2.2.3 :004 > [1, 2].delete_if(&deleter)
 => [2] # success

2.2.3 :005 >

As can be seen, delete_if doesn’t take any arguments, unless it takes a single argument prefixed with an ampersand &. In which case, that argument is received as Proc object.

&Proc.new

In Ruby, Proc is an object created from a block.

When the last argument of a method is prefixed with an ampersand &, that argument will receive the block as a Proc object. From ruby-doc, Proc.new:

Creates a new Proc object, bound to the current context.

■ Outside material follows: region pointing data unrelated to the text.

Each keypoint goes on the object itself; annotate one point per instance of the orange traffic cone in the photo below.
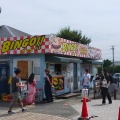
(119, 114)
(84, 114)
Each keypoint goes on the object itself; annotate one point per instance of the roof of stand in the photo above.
(6, 31)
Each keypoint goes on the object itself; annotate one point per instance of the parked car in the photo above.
(116, 76)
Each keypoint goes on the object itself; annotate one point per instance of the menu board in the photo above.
(58, 82)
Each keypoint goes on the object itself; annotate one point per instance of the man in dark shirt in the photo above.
(48, 85)
(16, 85)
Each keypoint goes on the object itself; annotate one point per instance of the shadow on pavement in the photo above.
(62, 109)
(97, 105)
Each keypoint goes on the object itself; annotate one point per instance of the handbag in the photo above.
(53, 90)
(104, 82)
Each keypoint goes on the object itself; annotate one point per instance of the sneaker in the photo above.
(103, 103)
(24, 109)
(110, 102)
(10, 112)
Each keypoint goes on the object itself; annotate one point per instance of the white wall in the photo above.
(36, 63)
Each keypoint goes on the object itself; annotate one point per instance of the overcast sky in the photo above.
(97, 19)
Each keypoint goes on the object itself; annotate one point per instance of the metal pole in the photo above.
(113, 57)
(0, 9)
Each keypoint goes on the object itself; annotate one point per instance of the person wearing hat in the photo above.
(16, 85)
(105, 83)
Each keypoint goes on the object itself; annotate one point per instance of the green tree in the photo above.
(73, 35)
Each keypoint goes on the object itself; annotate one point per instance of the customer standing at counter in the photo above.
(48, 86)
(86, 80)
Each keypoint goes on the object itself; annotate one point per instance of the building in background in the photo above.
(65, 59)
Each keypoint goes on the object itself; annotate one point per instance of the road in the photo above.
(64, 109)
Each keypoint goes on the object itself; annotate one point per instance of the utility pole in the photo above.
(113, 57)
(0, 9)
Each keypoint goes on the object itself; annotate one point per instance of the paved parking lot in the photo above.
(28, 116)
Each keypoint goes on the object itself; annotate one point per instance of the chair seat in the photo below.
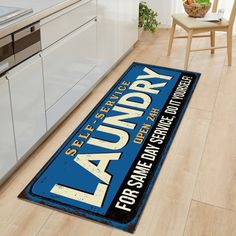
(193, 23)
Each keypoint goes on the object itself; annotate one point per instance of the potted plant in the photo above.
(147, 18)
(197, 8)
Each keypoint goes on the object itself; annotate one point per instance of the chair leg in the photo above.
(213, 35)
(188, 48)
(172, 32)
(229, 45)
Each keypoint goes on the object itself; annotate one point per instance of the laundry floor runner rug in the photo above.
(105, 170)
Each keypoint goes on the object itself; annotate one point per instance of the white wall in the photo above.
(164, 9)
(167, 7)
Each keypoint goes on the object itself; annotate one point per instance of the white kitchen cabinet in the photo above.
(7, 144)
(117, 29)
(58, 25)
(28, 108)
(66, 62)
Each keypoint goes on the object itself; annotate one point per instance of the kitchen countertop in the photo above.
(41, 9)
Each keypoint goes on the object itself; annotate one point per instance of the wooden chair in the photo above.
(193, 26)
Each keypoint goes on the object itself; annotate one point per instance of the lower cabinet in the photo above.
(7, 144)
(28, 108)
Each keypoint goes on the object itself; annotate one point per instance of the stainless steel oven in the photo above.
(6, 53)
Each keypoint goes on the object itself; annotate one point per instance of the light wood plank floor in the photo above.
(195, 193)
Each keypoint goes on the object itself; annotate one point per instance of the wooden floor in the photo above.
(195, 193)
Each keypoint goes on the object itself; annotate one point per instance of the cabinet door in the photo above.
(128, 11)
(27, 95)
(7, 144)
(66, 62)
(117, 29)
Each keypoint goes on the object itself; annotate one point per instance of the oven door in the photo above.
(6, 53)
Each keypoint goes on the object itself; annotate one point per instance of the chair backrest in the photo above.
(232, 14)
(215, 6)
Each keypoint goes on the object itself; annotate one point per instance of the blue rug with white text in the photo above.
(106, 168)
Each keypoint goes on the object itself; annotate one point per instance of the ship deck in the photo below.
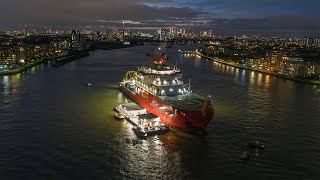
(188, 101)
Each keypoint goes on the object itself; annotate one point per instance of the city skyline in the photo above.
(231, 16)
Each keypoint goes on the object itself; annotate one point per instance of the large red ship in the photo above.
(160, 90)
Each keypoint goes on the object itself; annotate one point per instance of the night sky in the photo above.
(299, 15)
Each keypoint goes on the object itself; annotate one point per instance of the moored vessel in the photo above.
(160, 90)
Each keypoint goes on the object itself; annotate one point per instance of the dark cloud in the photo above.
(194, 14)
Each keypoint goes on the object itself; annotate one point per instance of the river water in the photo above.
(54, 127)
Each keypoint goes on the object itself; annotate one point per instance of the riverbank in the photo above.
(62, 59)
(233, 64)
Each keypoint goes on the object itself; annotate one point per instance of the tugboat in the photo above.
(256, 144)
(245, 155)
(140, 132)
(119, 116)
(160, 90)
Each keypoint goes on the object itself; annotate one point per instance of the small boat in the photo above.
(119, 116)
(140, 132)
(115, 109)
(245, 155)
(89, 84)
(256, 144)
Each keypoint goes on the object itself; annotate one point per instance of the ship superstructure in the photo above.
(160, 90)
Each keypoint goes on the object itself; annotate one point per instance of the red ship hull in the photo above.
(186, 120)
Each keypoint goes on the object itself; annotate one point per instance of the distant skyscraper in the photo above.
(76, 39)
(26, 32)
(163, 34)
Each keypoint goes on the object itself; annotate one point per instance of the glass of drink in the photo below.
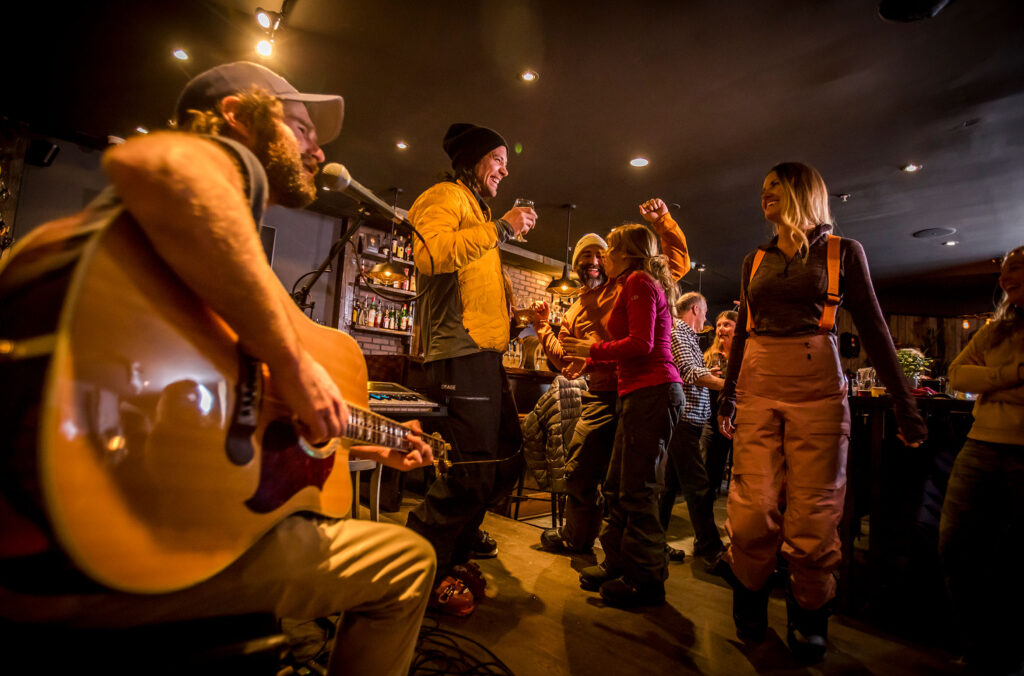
(523, 317)
(521, 202)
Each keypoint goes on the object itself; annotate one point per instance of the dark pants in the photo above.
(481, 424)
(590, 451)
(632, 536)
(687, 476)
(715, 449)
(981, 542)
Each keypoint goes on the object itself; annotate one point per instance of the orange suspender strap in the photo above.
(754, 268)
(833, 298)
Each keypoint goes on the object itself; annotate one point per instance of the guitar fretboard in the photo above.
(373, 428)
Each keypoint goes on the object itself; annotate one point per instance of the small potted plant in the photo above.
(913, 363)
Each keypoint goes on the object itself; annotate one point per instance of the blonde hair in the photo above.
(638, 244)
(716, 345)
(1008, 318)
(805, 201)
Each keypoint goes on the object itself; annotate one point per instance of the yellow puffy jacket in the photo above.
(463, 308)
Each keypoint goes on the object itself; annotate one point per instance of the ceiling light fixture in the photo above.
(930, 233)
(388, 271)
(565, 286)
(268, 20)
(264, 48)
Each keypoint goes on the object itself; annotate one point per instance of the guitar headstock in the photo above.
(440, 449)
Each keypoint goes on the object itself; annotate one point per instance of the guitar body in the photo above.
(162, 453)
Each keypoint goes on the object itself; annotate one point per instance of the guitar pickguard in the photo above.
(286, 468)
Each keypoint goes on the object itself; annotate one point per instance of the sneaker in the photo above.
(552, 541)
(451, 596)
(484, 547)
(675, 555)
(622, 593)
(592, 577)
(471, 576)
(713, 560)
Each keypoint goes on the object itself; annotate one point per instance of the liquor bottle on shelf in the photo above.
(371, 313)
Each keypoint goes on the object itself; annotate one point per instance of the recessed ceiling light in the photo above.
(930, 233)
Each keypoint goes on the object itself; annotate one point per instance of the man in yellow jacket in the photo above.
(463, 320)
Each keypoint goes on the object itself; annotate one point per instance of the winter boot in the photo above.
(807, 631)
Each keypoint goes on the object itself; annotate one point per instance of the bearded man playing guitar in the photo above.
(187, 205)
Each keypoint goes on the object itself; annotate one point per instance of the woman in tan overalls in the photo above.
(790, 399)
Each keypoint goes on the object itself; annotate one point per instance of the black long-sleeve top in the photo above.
(787, 298)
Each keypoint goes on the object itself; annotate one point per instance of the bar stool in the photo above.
(354, 467)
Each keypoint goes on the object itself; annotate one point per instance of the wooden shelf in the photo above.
(379, 256)
(372, 287)
(386, 332)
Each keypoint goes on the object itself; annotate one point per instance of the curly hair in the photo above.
(257, 110)
(1009, 319)
(805, 200)
(637, 243)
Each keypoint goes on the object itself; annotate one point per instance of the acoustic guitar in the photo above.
(152, 450)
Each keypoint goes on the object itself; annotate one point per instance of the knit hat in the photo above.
(587, 240)
(206, 89)
(466, 143)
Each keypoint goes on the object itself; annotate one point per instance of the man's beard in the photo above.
(291, 185)
(591, 281)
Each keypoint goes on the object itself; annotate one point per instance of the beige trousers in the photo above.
(793, 427)
(378, 575)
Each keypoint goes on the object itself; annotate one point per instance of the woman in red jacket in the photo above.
(635, 566)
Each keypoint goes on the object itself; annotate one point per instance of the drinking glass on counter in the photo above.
(528, 204)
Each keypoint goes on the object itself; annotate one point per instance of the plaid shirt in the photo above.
(689, 361)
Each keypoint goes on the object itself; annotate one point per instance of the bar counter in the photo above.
(900, 491)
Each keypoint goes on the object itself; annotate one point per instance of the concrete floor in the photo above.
(536, 620)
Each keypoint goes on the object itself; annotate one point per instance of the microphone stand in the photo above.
(301, 297)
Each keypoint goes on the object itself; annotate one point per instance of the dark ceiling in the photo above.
(712, 92)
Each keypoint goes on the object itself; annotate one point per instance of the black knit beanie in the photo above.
(466, 143)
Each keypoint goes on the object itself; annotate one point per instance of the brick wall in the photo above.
(527, 285)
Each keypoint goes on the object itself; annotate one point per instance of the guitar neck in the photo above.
(373, 428)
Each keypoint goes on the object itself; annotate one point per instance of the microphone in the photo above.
(336, 178)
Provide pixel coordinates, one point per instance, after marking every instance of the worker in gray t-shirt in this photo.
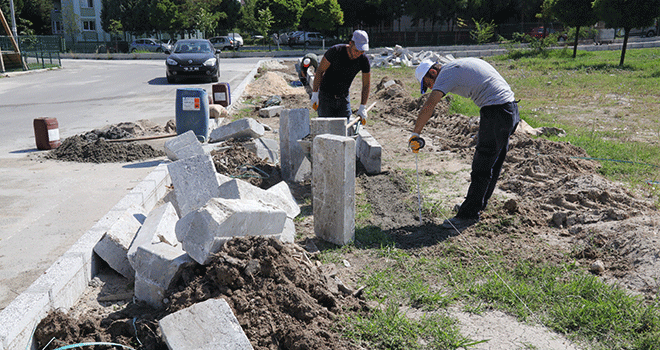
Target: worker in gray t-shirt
(475, 79)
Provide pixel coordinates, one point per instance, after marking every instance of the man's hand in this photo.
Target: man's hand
(415, 142)
(362, 113)
(315, 100)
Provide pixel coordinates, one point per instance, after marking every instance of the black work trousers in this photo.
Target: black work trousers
(496, 124)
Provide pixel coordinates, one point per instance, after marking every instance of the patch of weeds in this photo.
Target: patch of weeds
(389, 328)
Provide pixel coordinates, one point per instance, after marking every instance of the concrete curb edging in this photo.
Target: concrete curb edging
(66, 279)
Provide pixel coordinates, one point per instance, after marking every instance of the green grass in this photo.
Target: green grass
(564, 298)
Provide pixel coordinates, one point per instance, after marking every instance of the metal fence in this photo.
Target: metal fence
(37, 51)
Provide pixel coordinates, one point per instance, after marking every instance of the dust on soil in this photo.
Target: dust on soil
(94, 147)
(551, 207)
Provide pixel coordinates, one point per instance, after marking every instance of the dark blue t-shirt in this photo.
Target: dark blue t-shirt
(338, 77)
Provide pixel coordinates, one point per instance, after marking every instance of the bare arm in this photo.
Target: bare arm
(366, 84)
(323, 66)
(427, 110)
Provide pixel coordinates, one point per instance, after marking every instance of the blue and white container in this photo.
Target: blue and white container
(192, 112)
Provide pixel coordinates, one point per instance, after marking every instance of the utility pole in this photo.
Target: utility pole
(13, 19)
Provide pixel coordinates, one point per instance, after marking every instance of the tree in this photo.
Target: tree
(285, 13)
(627, 14)
(574, 13)
(322, 15)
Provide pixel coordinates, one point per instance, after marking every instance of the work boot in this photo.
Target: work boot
(459, 224)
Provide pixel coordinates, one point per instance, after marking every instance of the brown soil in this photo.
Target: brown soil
(93, 146)
(551, 207)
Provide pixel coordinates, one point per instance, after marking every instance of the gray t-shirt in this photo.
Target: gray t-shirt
(476, 79)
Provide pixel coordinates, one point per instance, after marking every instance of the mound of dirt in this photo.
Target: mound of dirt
(92, 147)
(234, 160)
(281, 299)
(79, 149)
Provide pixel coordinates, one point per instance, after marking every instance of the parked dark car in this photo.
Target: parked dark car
(224, 43)
(192, 58)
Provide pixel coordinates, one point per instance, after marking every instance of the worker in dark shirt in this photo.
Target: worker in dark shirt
(339, 66)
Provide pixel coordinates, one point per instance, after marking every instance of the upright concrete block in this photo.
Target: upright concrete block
(333, 188)
(113, 246)
(294, 125)
(204, 231)
(157, 227)
(209, 325)
(368, 151)
(272, 111)
(264, 148)
(334, 126)
(183, 146)
(156, 266)
(239, 189)
(194, 182)
(243, 128)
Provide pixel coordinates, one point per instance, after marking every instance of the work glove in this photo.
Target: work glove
(362, 113)
(315, 100)
(415, 142)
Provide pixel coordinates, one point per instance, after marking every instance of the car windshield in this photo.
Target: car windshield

Proc::new may be called without a block only within a method with an attached block, in which case that block is converted to the Proc object.

What I need to do here is create my own method which yields, and see how &Proc works with that. Using map and delete_if doesn’t give me enough insight into how &Proc really works. The dup.tap gets in the way. How about a custom map method:

class Array
  def newmap
    map &Proc.new
  end
end

nm = [1, 2].newmap { |element| element + 1 }
puts nm # 2, 3

And that’s the long and short of carve!.

Carving arrays

Without making any judgement call on monkey patching, carve! feels like an elegant addition to Ruby’s Array class. The implementation given here is not likely performant due to delete_if’s behavior of deleting by each item. On the other hand, implementing something more computationally efficient becomes very difficult very quickly, as the deletion criteria can be arbitrary.

The coolest thing about carve! for me as a Ruby programmer is running across code which stretches my comprehension of the language, something which is increasingly rare as my Ruby ability grows.